By Leigh-Ann Athanasius

Every year, International Women’s Day marks the progress made towards gender equality, especially in the workplace, and the work still to be done. This year, the theme Inspire Inclusion is a call to organisations and individuals to create not only diverse spaces but inclusive ones as well. Workplaces are becoming increasingly diverse but not everyone may feel like they fit in because efforts are not being made to make the spaces inclusive. So, what is the difference?

Diversity vs. Inclusion in the Workplace

It is often assumed that diversity and inclusion are interchangeable. Diversity means that there are a variety of people with different schools of thought that are present in that workplace. That is a good place to start when trying to develop inclusion.

However, diversity does not automatically mean that an organisation is inclusive. Inclusion means that the diversity is effectively coexisting i.e. ideas are being taken from the diverse staff and are being leveraged to create a cohesive environment that enhances the business value.

A simple illustration of the difference is that being invited to the dinner party is diversity; but being able to enjoy the meal according to your dietary restrictions, is inclusion.

The Role of HR in Diversity and Inclusion

This theme is particularly important when it comes to human resources. HR professionals play a vital role in fostering inclusive environments where everyone has the opportunity to thrive. From recruitment and hiring practices to creating supportive policies and programs – HR departments have the power to drive meaningful change. They are crucial in initiating that diversity that can ultimately lead to inclusion.

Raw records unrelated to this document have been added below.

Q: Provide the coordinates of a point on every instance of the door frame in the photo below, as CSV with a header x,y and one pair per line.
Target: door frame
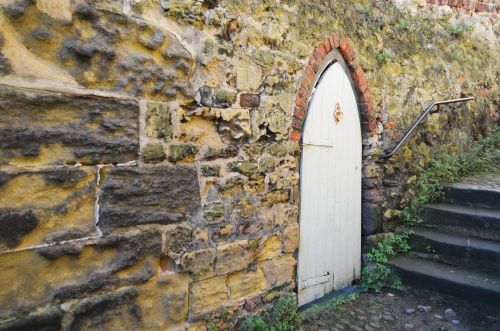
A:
x,y
332,50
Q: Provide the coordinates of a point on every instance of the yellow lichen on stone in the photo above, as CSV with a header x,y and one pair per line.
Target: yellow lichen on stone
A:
x,y
26,64
246,283
272,248
58,9
165,301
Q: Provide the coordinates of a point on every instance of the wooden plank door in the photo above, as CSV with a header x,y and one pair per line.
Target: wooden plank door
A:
x,y
330,211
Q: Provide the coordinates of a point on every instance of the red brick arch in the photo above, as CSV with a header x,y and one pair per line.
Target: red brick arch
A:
x,y
365,98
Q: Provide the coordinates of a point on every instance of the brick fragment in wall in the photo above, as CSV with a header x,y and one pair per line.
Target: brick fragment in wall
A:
x,y
45,206
161,195
39,128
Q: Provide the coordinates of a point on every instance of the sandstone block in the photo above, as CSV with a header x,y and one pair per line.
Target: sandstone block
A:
x,y
55,128
210,170
159,121
248,76
235,256
279,271
176,240
214,212
271,249
246,283
181,152
200,261
208,295
46,206
62,279
291,240
246,167
153,153
172,296
162,195
248,100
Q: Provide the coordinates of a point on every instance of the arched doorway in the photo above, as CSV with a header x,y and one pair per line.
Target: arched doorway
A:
x,y
330,211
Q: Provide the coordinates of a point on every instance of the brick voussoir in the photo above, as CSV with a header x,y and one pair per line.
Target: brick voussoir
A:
x,y
366,101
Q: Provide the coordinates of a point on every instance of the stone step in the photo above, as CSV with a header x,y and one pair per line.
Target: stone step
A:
x,y
479,254
481,192
467,221
450,279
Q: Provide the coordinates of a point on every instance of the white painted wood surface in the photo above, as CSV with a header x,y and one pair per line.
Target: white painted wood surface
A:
x,y
330,211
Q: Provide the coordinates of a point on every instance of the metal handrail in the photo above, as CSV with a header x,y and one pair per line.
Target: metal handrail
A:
x,y
418,120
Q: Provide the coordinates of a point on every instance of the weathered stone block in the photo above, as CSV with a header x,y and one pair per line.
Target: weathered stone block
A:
x,y
159,121
65,278
291,240
279,271
110,311
55,128
200,261
248,76
208,295
271,249
132,196
165,301
246,283
249,100
210,170
246,167
176,240
46,206
224,153
181,152
214,212
153,153
235,256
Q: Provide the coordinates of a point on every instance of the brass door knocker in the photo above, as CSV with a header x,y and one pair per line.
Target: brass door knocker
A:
x,y
339,115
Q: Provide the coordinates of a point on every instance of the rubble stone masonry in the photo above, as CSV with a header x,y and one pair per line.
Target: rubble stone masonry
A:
x,y
150,150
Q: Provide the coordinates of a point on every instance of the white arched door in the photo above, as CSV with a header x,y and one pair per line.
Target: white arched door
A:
x,y
330,183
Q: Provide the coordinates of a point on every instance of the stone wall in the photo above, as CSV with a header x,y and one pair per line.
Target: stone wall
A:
x,y
149,150
492,6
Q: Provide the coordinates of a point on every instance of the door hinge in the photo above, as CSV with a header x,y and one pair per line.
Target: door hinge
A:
x,y
316,281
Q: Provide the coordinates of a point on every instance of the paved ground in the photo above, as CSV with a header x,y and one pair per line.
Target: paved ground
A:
x,y
411,309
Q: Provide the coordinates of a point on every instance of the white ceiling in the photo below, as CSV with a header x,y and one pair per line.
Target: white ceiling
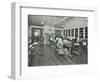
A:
x,y
57,21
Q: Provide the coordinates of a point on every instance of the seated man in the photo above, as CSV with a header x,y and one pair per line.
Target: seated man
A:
x,y
67,47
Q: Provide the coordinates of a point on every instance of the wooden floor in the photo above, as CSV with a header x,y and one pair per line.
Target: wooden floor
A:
x,y
47,56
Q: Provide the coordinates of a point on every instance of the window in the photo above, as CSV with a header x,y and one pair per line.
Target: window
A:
x,y
69,32
86,32
81,33
72,32
76,32
66,33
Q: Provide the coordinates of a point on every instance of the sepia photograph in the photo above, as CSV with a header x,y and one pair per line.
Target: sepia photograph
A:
x,y
57,40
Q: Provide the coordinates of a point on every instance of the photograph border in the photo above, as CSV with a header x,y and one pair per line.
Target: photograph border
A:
x,y
16,56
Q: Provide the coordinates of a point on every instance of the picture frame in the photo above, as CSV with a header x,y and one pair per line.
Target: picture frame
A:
x,y
19,36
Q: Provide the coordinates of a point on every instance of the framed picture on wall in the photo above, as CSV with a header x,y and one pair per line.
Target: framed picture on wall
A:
x,y
51,41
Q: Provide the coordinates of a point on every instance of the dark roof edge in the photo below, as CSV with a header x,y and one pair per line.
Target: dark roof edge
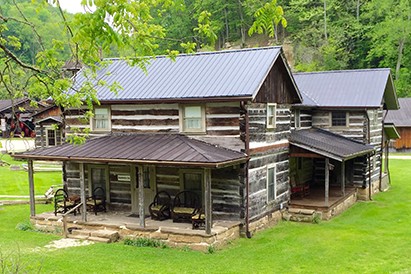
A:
x,y
178,100
147,162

The first steps towards this are: 

  • Implementing fair and unbiased recruitment processes. Though International Women’s Day focuses on gender diversity particularly on the inclusion of women, diversity and inclusion in the workplace goes beyond that. Organisations need to bear in mind that a diverse staff means that potential employees are not excluded based on physical ability, ethnic background and age. Removing these as limiting criteria widen the talent pool from which an organisation can draw, and that benefits the recruitment process.
  • Offering equal opportunities for growth and advancement and providing means for professional development. When employees see that their contributions are recognised and rewarded based on merit, it inspires confidence and fuels their desire to excel. This in turn drives innovation. Having a diverse group of staff that feels included means that there are various perspectives being considered when ideas are being generated and decisions being made.

Inclusion in today’s context also includes being accommodating of health factors and mental wellness of employees. Since 2020, many organisations have realised that working remotely is a possibility that doesn’t negatively affect the business but can have a great impact on being inclusive for employees that may not be able to be in the office physically e.g if they need to remain home to take care of an unwell child, are feeling under the weather themselves, new mothers tending to their infants etc. Having that flexibility makes the workplace a more inclusive space for their needs without the employee feeling like they are dropping the ball on their work responsibilities.

Life is continually getting more and more stressful which can take a toll on employees as they try to achieve work life balance. Organisations can play a role is helping encourage mental wellness among their employees through various channels such as destigmatising needing to take time to care for their mental wellness. HR departments can:

  • Provide resources to encourage wellness such as offering meditation or mindfulness classes,
  • Possibly having quarterly mental wellness off days within the organisation to allow employees to recoup from the general stressors of the job and/or encouraging staff to use their leave time during the year to promote rest when necessary.
  • Generally, develop a positive culture within the workplace where employees can feel that they are adequately supported and not struggling in isolation.

Developing a Culture of Inclusion

Inclusive workplaces are built on a foundation of respect, understanding, and empathy. HR professionals can lead the way by fostering a culture where differences are celebrated, not just tolerated. This involves implementing policies that prevent discrimination and harassment, offering resources for work-life balance, and providing spaces for open dialogue. What this inclusion looks like may be different for every organisation but the general principles that would lead to inclusive spaces remain.

Organisations should ensure that diverse voices are represented in decision-making processes. A great way to do so is through leadership training programs that focus on emotional intelligence, cultural competence, and inclusive management practices. These can equip managers with the tools to create environments where all employees feel valued and heard.

Creating a more inclusive workplace leads to more engaged and more productive employees. It can also decrease you employee turnover as they feel more valued by the organisation. Which in turn is ideal for the organisation as they can grow with their dedicated staff and save on the costs associated with high employee turnover.

It is also essential for organisations to foster a culture of inclusivity among employees as well not just the leadership. There should be policies that protect employees from discrimination even from fellow colleagues. If the spirit of inclusion is running through the entire organisation, then there is a better likelihood that it will become standard practice and be evident to customers, suppliers, and all other stakeholders.

It starts with you…

Whether you are an HR professional, a business leader, or an employee, remember that the change needs to start from within to then to then become the norm. Commit to challenging biases (your own and others’), amplifying diverse voices, and creating spaces where everyone can feel seen and heard.  Let’s strive to build a working culture where inclusivity is not just a theme but a lived reality.